Hal ini karena mengancam kelestarian
lingkungan dan melanggar
prinsip pembangunan berwawasan lingkungan yang diamanatkan UUD
1945 pasal 33. Hasil bumi Indonesia ini dikelola oleh pihak asing karena sumber
daya manusia (SDM) penduduk negara indonesia kurang dibandingkan oleh pihak
asing, selain itu teknologi yang digunakan untuk mengolah hasil ini hanya
dimiliki oleh pihak asing, dan mereka tidak mau menjualnya kepada indonesia
sehingga hal tersebut dimanfaatkan oleh pihak asing untuk melakukan kerja sama.
Tanggapan pemerintah pun disambut dengan baik, karena dalam perjanjian yang
telah dilakukan, pihak asing hanya diperbolehkan untuk menambang tembaga. Tetapi
tanpa persetujuan pemerintah, pihak asing tersebut telah menambang emas juga.
Kasus
pelanggaran HAM yang disebabkan oleh pihak Freeport
Komnas HAM melakukan investigasi
pelanggaran HAM yang terjadi di daerah Timika dan sekitarnya.
Kesimpulan anggota tim
investigasi Komnas HAM, mengungkapkan bahwa selama 1993-1995 telah
terjadi 6 jenis pelanggaran HAM,
yang mengakibatkan 16 penduduk terbunuh
dan empat orang
masih dinyatakan hilang.
6 jenis pelanggaran HAM tesrsebut adalah pembunuhan, penculikan,
pembohongan pada publik, penganiayaan, diskriminasi, pencemaran.

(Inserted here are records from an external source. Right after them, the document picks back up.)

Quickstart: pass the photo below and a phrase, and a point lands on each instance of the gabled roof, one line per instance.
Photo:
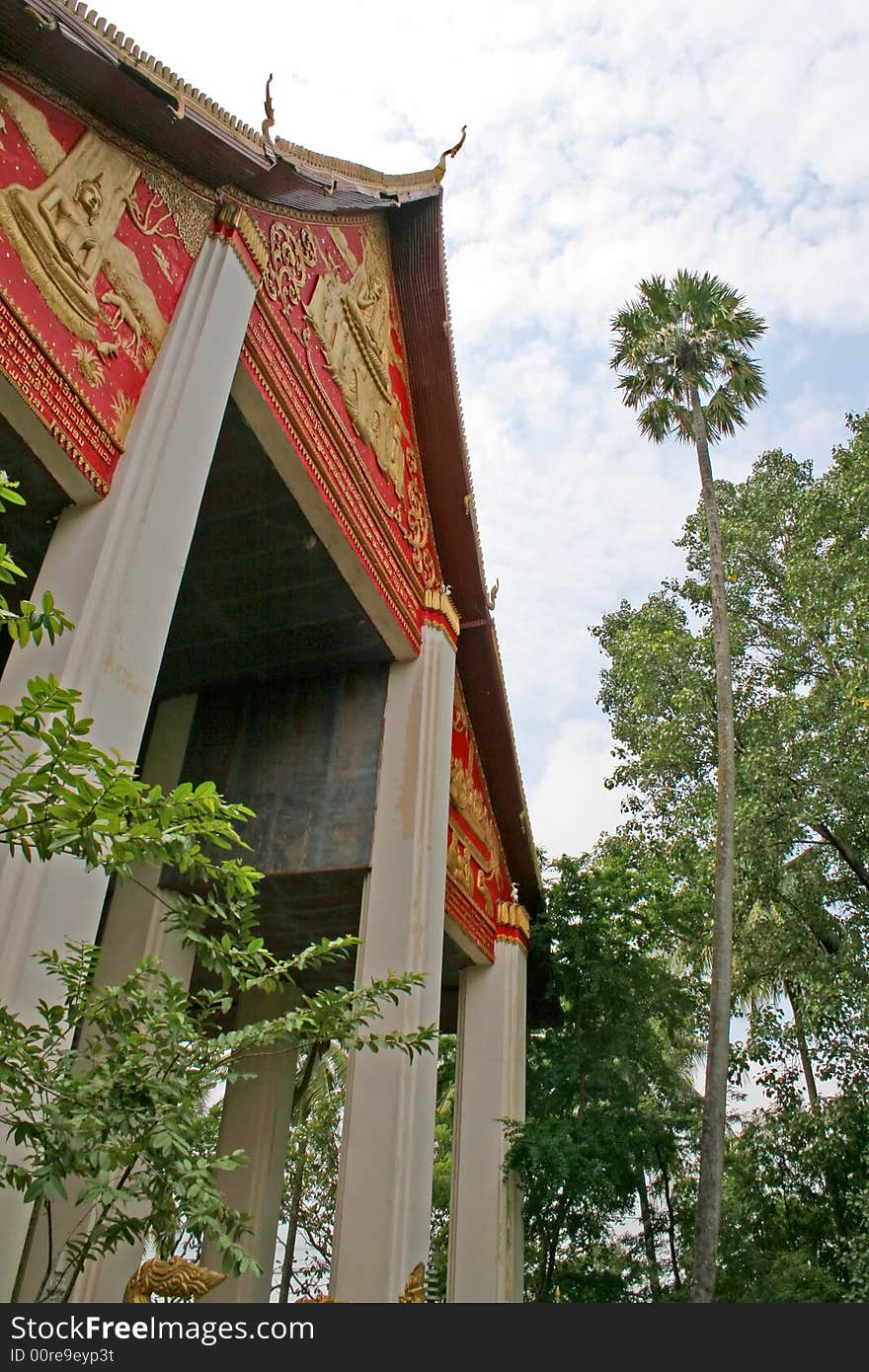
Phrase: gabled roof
(106, 73)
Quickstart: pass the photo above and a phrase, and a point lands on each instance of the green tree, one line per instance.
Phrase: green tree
(682, 354)
(797, 566)
(310, 1175)
(609, 1104)
(103, 1090)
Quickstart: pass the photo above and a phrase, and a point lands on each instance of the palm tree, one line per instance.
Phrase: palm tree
(682, 354)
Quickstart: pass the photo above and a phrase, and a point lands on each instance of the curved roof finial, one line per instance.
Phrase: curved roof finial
(270, 119)
(449, 152)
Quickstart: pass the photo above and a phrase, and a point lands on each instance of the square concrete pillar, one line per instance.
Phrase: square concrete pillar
(383, 1212)
(116, 569)
(486, 1238)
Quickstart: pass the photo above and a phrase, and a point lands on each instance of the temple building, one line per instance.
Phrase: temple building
(228, 391)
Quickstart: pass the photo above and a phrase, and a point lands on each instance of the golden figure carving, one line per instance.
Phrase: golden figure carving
(65, 231)
(176, 1277)
(515, 917)
(352, 321)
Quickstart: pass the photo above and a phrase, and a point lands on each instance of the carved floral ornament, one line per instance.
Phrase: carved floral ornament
(180, 1279)
(102, 250)
(474, 858)
(351, 316)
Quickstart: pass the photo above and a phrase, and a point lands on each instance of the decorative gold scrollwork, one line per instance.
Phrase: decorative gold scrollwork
(291, 256)
(176, 1277)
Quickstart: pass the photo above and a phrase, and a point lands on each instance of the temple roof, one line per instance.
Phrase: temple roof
(103, 70)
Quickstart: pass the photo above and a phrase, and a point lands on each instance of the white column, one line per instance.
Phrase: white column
(256, 1117)
(133, 929)
(116, 570)
(486, 1241)
(383, 1209)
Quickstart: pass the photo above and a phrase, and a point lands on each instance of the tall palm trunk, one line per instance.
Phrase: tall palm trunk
(805, 1056)
(715, 1098)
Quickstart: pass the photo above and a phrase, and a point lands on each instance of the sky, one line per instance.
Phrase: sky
(605, 141)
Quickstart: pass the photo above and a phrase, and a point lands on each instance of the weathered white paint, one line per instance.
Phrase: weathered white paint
(132, 929)
(383, 1210)
(116, 570)
(485, 1255)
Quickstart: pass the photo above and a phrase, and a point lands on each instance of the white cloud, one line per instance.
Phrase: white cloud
(570, 804)
(605, 141)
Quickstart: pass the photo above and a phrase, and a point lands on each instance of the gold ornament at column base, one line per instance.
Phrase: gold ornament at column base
(178, 1277)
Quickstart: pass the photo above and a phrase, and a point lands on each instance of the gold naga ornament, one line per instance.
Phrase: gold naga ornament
(180, 1279)
(175, 1277)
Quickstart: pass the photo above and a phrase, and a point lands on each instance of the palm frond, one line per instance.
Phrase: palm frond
(693, 331)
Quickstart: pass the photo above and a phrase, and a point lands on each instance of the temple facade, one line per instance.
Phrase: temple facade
(228, 391)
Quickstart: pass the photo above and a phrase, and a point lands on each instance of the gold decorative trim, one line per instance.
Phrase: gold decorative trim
(514, 917)
(191, 202)
(175, 1277)
(440, 604)
(184, 96)
(252, 238)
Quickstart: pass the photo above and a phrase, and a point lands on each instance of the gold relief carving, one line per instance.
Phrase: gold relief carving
(471, 823)
(415, 1287)
(352, 321)
(459, 864)
(253, 240)
(290, 259)
(418, 527)
(176, 1277)
(515, 917)
(65, 233)
(471, 805)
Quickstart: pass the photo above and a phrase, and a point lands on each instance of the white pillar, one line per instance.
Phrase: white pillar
(133, 929)
(116, 570)
(486, 1239)
(383, 1210)
(256, 1117)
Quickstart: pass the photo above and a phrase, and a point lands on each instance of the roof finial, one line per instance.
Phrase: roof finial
(449, 152)
(270, 121)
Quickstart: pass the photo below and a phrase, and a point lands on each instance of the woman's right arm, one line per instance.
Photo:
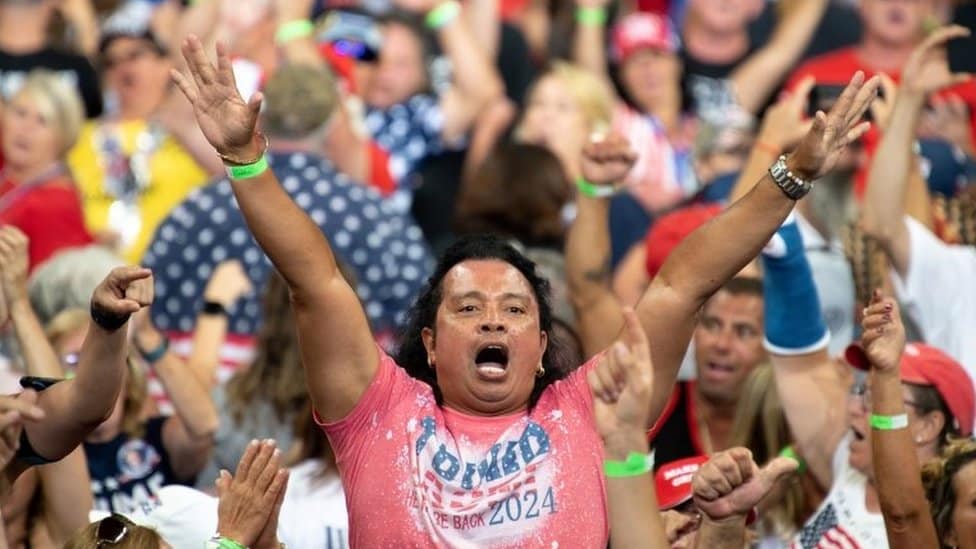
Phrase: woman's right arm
(338, 350)
(896, 469)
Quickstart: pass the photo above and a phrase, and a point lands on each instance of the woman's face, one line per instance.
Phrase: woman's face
(963, 533)
(554, 119)
(487, 344)
(30, 140)
(652, 79)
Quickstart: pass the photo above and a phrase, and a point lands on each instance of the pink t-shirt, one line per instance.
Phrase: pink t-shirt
(420, 475)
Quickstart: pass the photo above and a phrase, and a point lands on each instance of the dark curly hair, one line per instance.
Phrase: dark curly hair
(938, 477)
(411, 354)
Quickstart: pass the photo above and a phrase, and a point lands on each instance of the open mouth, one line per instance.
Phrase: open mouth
(491, 361)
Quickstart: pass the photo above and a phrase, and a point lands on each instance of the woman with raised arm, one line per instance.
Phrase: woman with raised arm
(895, 459)
(468, 437)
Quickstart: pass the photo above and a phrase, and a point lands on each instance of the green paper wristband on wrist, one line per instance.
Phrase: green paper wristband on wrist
(636, 464)
(291, 30)
(594, 191)
(889, 423)
(442, 15)
(247, 171)
(591, 16)
(791, 453)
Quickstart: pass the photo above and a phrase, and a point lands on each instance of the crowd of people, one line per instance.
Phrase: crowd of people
(487, 273)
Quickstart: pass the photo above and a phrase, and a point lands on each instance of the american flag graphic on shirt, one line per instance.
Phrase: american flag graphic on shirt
(825, 533)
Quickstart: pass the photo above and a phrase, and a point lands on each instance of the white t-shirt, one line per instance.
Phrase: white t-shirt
(834, 280)
(313, 513)
(939, 292)
(842, 520)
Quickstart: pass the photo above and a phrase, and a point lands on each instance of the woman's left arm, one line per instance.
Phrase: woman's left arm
(188, 435)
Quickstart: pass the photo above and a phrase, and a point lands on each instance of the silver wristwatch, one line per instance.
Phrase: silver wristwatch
(792, 186)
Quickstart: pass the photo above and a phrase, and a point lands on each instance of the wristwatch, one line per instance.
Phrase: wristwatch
(792, 186)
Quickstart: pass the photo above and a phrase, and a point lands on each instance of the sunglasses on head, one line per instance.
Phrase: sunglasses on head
(111, 530)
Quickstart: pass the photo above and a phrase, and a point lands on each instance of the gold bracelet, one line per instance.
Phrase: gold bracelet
(235, 162)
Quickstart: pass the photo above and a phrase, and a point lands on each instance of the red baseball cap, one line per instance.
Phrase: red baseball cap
(927, 366)
(673, 481)
(671, 229)
(642, 30)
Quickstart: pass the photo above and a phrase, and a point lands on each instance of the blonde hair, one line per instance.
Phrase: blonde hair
(57, 102)
(761, 426)
(594, 97)
(136, 388)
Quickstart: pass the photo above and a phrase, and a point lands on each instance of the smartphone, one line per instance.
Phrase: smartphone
(350, 34)
(38, 383)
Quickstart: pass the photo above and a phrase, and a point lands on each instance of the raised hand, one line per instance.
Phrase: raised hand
(622, 382)
(927, 69)
(881, 107)
(225, 119)
(13, 263)
(124, 291)
(227, 284)
(883, 338)
(607, 160)
(248, 498)
(830, 133)
(730, 484)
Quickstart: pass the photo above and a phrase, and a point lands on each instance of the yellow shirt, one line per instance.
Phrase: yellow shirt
(172, 174)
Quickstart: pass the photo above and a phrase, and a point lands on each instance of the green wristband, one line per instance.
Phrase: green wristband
(247, 171)
(636, 464)
(889, 423)
(442, 15)
(791, 453)
(594, 191)
(291, 30)
(591, 16)
(227, 543)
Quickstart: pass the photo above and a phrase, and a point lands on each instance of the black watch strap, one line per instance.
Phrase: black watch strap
(212, 308)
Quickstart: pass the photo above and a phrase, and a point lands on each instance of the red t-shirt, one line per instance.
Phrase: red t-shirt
(49, 214)
(837, 68)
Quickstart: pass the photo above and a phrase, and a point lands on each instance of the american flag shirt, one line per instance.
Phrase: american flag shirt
(842, 521)
(383, 247)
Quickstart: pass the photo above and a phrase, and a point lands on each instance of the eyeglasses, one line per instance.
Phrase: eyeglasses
(127, 57)
(863, 392)
(111, 530)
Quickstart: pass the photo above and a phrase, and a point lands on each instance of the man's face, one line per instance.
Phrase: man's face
(897, 23)
(724, 16)
(136, 71)
(399, 72)
(728, 344)
(487, 344)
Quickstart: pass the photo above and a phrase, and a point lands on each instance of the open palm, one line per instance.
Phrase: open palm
(225, 119)
(822, 146)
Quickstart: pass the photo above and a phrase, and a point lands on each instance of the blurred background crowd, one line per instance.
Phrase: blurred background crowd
(398, 131)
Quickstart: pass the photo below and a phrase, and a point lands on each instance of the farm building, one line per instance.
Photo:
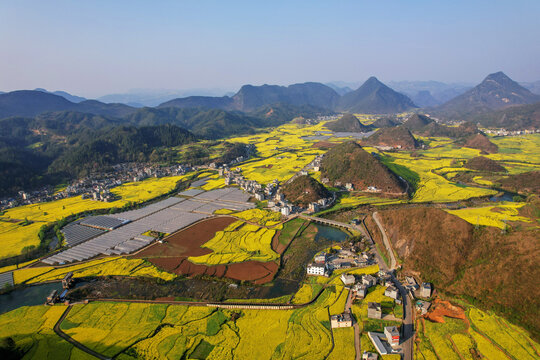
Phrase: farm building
(425, 290)
(341, 320)
(369, 356)
(67, 280)
(347, 279)
(321, 258)
(360, 291)
(53, 297)
(392, 292)
(369, 280)
(392, 335)
(374, 310)
(316, 270)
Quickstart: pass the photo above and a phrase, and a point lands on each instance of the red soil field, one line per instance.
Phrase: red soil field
(441, 308)
(323, 145)
(172, 255)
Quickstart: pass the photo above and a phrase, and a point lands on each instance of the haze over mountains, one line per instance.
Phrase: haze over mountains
(495, 92)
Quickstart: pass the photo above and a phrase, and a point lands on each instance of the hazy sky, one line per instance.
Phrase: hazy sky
(92, 48)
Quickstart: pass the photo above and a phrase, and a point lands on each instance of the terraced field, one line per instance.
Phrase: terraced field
(15, 237)
(239, 242)
(477, 334)
(493, 215)
(128, 331)
(101, 267)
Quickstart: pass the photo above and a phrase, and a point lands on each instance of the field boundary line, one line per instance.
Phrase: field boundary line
(72, 341)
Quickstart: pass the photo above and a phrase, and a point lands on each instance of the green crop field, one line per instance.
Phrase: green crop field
(493, 215)
(101, 267)
(15, 237)
(239, 242)
(128, 331)
(483, 334)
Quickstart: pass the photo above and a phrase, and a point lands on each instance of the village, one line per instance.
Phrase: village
(349, 256)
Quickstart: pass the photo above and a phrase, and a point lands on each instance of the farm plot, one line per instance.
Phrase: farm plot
(494, 215)
(130, 330)
(31, 329)
(15, 237)
(102, 267)
(172, 256)
(449, 332)
(237, 243)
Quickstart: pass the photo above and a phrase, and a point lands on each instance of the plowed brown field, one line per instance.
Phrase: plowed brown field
(172, 255)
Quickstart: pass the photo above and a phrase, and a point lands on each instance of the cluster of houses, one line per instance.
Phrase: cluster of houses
(420, 293)
(325, 263)
(504, 132)
(96, 186)
(54, 297)
(385, 343)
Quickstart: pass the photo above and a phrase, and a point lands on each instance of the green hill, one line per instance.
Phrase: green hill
(482, 163)
(395, 137)
(495, 92)
(417, 122)
(348, 123)
(350, 163)
(373, 97)
(480, 142)
(384, 122)
(519, 117)
(304, 190)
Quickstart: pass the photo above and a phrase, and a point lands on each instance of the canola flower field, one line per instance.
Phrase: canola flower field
(493, 215)
(130, 330)
(239, 242)
(15, 237)
(487, 335)
(101, 267)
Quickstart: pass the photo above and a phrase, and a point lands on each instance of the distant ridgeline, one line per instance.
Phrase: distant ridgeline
(48, 137)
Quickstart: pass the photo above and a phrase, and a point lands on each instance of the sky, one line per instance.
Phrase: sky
(93, 48)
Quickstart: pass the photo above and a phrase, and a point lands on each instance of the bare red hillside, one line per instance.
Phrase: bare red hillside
(492, 270)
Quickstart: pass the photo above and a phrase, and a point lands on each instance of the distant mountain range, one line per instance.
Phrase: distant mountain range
(65, 95)
(250, 97)
(429, 93)
(373, 97)
(497, 91)
(32, 103)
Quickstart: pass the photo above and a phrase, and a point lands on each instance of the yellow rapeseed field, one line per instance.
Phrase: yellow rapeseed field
(239, 242)
(101, 267)
(259, 216)
(515, 342)
(31, 328)
(343, 341)
(493, 215)
(15, 237)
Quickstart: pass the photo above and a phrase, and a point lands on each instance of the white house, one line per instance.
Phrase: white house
(314, 269)
(392, 292)
(347, 279)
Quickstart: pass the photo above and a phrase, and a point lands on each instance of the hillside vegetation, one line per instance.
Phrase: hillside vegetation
(482, 163)
(495, 92)
(395, 137)
(304, 190)
(490, 269)
(480, 142)
(348, 123)
(350, 163)
(525, 183)
(373, 97)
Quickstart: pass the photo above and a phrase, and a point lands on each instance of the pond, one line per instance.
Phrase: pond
(27, 296)
(330, 233)
(504, 197)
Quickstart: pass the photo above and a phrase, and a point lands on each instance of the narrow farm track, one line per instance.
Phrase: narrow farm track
(393, 262)
(72, 341)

Pelanggaran ini diantaranya
dilakukan oleh aparat
keamanan FI maupun
pihak tentara Indonesia.
Dalam selembar surat jawaban
kepada editor American
Statement, Ralph Haurwitz,
Atase Penerangan Kedubes Amerika Serikat di Jakarta Craig J. Stromme
menyatakan bahwa tidak ditemukan bukti
yang dapat dipercaya
atas tuduhan pelanggaran
HAM oleh Freeport di
Irian Jaya. Gugatan
Tom Beanal, Ketua
Lembaga Adat Suku Amungme
(Lemasa) terdaftar di
pengadilan Louisiana, markas besar
FCX, dengan kasus
no.96 - 1474. Belakangan, gugatan
ini ditolak dan
pengadilan menyatakan Freeport
tidak terbukti melakukan pelanggaran HAM. Hampir seluruh kasus pelanggaran
HAM terkait tambang Freeport tidak
jelas penyelesaiannya. Para
pelaku kejahatan HAM
ini umumnya tidak ditemukan atau mendapat perlindungan sehingga lolos
dari jerat hukum. Keadilan bagi korban
pelanggaran HAM kasus-kasus
Freeport tampaknya memang suatu hal yang absurd.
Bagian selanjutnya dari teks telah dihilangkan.